Towards the beginning of the poem of Ha’azinu, we find a special command enjoining us to “remember”: “Remember the days of the world, understand the years of bygone generations; ask your father, and he will inform you, your elders – and they will tell you” (Devarim 32:7).
Let us try to understand this commandment. What exactly does it mean? How do we remember “the days of the world,” and why is this important?
There is another instance where we find a command to remember a day: “Remember the day of Shabbat, to sanctify it” (Shemot 20:7). The Ramban, in his commentary to that pasuk, explains the meaning of this imperative based on the Mechilta which explains that the gentiles count the days of the week without any specific sequence, with each day standing independently. The first day is named after the sun, the second after the moon, and so on. The days do not lead to any future goal, but rather simply pass by, one after the other. The names of the days serve only as references to the day itself.
We are instructed to count in reference to Shabbat. The Hebrew names of the days are not names, but rather numbers. “Yom Rishon” (“the first day” – Sunday) is the first day of the week; “rishon” is not a name, but rather the day’s number with respect to Shabbat. The days are called “rishon be’Shabbat,” “sheni be’Shabbat,” and so on. This system of counting days teaches that there is a direction and goal towards which we are constantly progressing.

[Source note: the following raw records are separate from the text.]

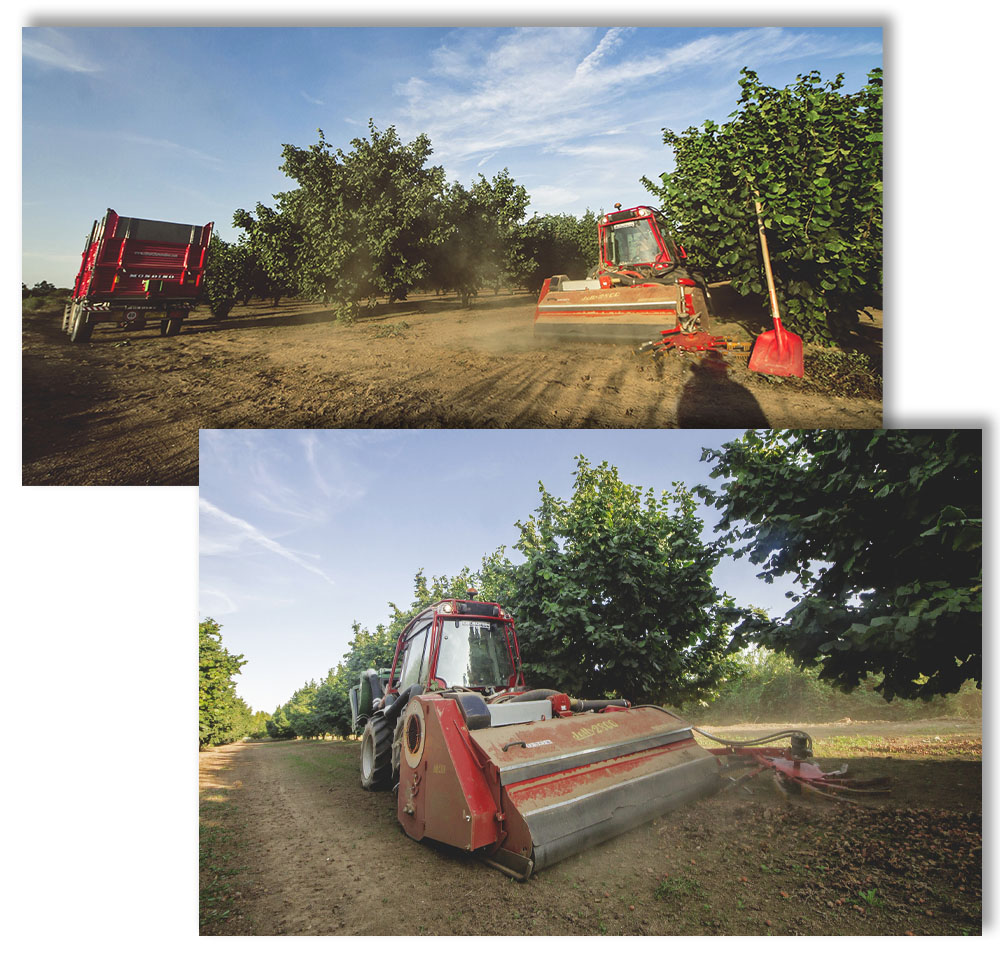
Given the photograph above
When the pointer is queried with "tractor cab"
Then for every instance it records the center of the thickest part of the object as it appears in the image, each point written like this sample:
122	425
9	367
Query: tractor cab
463	645
637	237
457	644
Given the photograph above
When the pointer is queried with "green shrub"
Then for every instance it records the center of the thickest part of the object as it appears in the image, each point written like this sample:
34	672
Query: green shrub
769	688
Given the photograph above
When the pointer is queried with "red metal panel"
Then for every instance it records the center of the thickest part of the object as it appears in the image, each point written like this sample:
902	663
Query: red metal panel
120	266
447	795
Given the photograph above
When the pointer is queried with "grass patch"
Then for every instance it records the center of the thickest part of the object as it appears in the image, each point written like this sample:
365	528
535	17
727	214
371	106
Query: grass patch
847	375
391	330
221	877
678	887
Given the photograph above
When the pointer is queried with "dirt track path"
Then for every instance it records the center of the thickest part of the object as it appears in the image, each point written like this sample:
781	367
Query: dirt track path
126	407
323	857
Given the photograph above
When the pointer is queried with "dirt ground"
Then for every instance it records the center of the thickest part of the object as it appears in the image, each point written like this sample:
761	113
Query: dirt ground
125	408
291	845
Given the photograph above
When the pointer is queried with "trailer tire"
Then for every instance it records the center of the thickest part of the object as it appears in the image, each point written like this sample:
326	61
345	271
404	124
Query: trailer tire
80	325
376	753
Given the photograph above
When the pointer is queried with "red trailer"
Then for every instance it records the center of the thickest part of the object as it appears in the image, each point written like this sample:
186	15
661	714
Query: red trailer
135	271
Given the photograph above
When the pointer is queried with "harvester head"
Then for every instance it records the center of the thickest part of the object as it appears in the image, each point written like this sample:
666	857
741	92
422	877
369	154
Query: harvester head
523	778
525	795
640	286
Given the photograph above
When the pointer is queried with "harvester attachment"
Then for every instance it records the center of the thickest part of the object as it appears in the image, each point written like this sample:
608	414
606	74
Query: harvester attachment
526	784
794	771
641	285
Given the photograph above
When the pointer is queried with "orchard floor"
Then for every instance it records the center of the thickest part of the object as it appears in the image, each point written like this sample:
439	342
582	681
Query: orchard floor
291	845
125	408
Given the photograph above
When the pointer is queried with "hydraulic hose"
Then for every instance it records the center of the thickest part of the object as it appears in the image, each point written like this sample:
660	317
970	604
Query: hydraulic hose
397	704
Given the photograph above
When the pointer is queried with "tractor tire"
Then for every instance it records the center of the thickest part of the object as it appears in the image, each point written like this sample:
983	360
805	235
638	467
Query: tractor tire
80	325
376	753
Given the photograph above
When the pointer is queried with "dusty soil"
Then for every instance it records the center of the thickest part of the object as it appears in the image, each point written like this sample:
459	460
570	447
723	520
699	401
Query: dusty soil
291	845
125	408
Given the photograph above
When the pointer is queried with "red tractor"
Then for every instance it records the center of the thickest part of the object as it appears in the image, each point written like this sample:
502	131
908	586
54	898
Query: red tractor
521	777
640	288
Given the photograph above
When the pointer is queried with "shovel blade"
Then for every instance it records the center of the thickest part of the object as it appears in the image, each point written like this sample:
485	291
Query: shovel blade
777	354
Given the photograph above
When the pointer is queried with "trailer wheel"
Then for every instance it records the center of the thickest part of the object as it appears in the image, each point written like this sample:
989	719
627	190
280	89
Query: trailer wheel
376	753
80	325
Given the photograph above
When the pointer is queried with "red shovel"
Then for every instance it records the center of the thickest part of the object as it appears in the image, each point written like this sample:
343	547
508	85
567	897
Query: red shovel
776	352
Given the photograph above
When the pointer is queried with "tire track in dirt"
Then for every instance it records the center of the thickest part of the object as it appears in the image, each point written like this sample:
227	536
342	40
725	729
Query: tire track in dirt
126	407
326	858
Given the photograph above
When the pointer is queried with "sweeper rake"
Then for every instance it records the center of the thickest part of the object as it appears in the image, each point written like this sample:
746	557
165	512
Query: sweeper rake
792	766
520	777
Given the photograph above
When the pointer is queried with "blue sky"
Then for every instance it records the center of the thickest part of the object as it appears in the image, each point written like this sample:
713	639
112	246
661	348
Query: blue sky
187	124
304	532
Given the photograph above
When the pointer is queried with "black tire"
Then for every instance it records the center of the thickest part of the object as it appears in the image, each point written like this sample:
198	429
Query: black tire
80	325
376	753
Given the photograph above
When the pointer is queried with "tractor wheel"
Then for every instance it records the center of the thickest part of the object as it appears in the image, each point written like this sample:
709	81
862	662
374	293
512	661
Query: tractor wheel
80	325
376	753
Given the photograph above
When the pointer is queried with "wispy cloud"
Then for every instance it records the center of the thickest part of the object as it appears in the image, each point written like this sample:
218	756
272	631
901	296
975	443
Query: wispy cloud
558	87
242	532
138	140
54	50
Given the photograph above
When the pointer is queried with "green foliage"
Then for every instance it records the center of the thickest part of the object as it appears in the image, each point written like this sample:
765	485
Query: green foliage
279	726
228	270
316	710
615	595
38	290
367	217
813	155
769	687
882	532
554	245
479	249
222	716
275	242
43	299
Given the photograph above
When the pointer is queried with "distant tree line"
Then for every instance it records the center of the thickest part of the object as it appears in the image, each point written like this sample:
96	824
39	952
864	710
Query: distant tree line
882	532
376	220
223	717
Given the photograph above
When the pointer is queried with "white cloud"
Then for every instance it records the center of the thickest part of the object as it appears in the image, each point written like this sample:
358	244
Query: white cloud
52	49
554	87
175	147
238	533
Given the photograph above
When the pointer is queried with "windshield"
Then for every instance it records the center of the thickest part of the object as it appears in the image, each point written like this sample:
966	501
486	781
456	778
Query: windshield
632	243
474	653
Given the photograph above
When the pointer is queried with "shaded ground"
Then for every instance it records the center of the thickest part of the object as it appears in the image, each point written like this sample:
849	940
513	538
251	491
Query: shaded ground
291	845
126	407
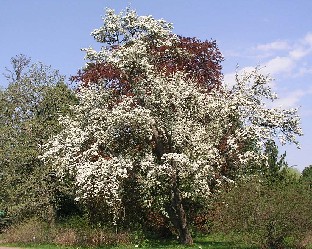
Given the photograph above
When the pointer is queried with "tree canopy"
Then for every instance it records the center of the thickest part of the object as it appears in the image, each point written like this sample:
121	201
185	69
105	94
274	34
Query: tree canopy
152	108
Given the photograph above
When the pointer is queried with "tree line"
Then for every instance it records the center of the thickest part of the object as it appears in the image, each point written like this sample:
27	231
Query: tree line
151	139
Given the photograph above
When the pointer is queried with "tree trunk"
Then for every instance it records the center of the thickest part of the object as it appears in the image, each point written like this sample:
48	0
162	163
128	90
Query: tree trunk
177	214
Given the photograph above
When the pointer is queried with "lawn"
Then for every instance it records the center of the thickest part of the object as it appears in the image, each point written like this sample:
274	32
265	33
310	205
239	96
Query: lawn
201	242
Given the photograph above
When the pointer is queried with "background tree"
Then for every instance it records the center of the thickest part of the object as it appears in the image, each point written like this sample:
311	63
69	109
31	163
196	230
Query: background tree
150	110
29	111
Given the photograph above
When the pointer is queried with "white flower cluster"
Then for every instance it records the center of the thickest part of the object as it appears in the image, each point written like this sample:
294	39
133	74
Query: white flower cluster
170	127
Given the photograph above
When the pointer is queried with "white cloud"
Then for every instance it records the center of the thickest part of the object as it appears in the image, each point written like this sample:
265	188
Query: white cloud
279	65
291	99
276	45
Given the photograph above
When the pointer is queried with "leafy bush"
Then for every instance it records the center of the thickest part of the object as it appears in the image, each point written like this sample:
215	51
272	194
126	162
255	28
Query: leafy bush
4	220
276	216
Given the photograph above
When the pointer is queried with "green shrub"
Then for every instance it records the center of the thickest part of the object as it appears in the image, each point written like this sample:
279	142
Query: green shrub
275	216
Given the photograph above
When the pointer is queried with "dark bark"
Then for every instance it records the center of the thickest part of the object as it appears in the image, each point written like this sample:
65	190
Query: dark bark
177	214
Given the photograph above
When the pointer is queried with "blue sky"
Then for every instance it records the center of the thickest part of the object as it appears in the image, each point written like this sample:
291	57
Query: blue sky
276	34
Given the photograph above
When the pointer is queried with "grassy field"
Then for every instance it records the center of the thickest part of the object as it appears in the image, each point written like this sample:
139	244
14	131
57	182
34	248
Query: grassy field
200	243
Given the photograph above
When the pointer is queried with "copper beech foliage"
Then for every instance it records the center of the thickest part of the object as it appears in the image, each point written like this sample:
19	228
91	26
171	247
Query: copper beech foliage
201	62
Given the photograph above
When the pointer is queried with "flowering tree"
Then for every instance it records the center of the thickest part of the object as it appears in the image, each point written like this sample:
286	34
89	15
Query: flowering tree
151	104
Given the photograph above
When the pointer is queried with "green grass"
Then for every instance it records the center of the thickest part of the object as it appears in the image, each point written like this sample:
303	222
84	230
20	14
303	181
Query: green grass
210	242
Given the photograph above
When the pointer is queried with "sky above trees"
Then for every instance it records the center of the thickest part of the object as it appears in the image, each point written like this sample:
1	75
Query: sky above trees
275	35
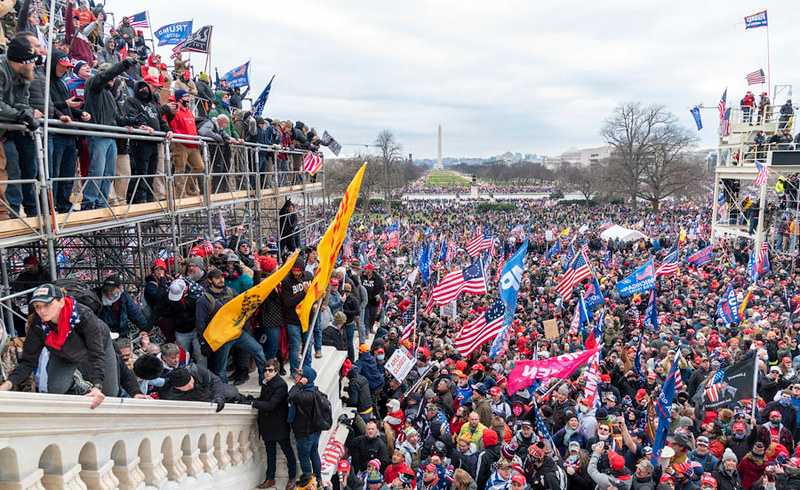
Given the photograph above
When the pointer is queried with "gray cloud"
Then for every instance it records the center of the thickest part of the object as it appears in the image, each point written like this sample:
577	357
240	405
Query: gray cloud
503	75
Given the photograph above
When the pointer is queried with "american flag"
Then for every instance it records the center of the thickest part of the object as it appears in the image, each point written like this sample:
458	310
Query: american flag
312	162
723	104
577	271
480	243
139	20
670	264
756	77
409	322
482	329
761	178
468	280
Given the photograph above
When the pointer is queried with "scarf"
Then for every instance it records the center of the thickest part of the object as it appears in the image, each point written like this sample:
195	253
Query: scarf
67	319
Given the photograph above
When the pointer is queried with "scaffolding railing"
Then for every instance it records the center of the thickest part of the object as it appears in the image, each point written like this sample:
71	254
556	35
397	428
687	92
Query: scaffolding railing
235	187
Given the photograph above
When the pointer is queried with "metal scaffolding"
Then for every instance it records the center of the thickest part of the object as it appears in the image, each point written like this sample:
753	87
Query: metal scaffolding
235	190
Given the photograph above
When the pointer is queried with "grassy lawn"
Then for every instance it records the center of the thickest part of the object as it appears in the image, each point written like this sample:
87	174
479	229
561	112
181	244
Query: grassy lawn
446	178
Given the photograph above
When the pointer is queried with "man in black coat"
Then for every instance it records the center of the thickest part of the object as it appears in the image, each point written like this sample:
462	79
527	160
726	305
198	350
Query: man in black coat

We might explain in a similar vein the command, “Remember the days of the world” – meaning, we should not count the way others count. The system for counting years used by the other nations of the world begins in the middle of human history, and in this respect, it has no intrinsic significance. This method of counting says nothing about the world or about mankind. It is simply a system agreed upon by members of that nation or that faith. The counting does not begin at a point of universal significance, and it therefore does not lead towards a meaningful goal. Each day comes and goes independently. Every month and every year comes and goes on its own. We, Am Yisrael, may be described as “ba’im bayamim” – we come and go with all our days with us. The Jewish counting of years, which begins at the time of creation, binds together all human history (and not just Christian, Moslem or Chinese history) into a single unit infused with meaning and purpose. The counting is not merely technical, a means for allowing proper day-to-day functioning, or a yardstick for remembering days and events. It is rather something meaningful, a system that teaches us about the starting point of all of humanity and the entire world, and the destiny towards which we are all headed.
Shabbat Parashat Ha’azinu occurs at the point of transition from one year to the next, and understanding the meaning behind the Jewish system of counting years is a matter of great importance. Rosh Hashanah is of utmost significance to us, in that it commemorates the day on which the world was created. It is, essentially, the day on which we embarked on the journey along which we continue to travel, heading towards the world’s realization of its ultimate purpose and state of perfection.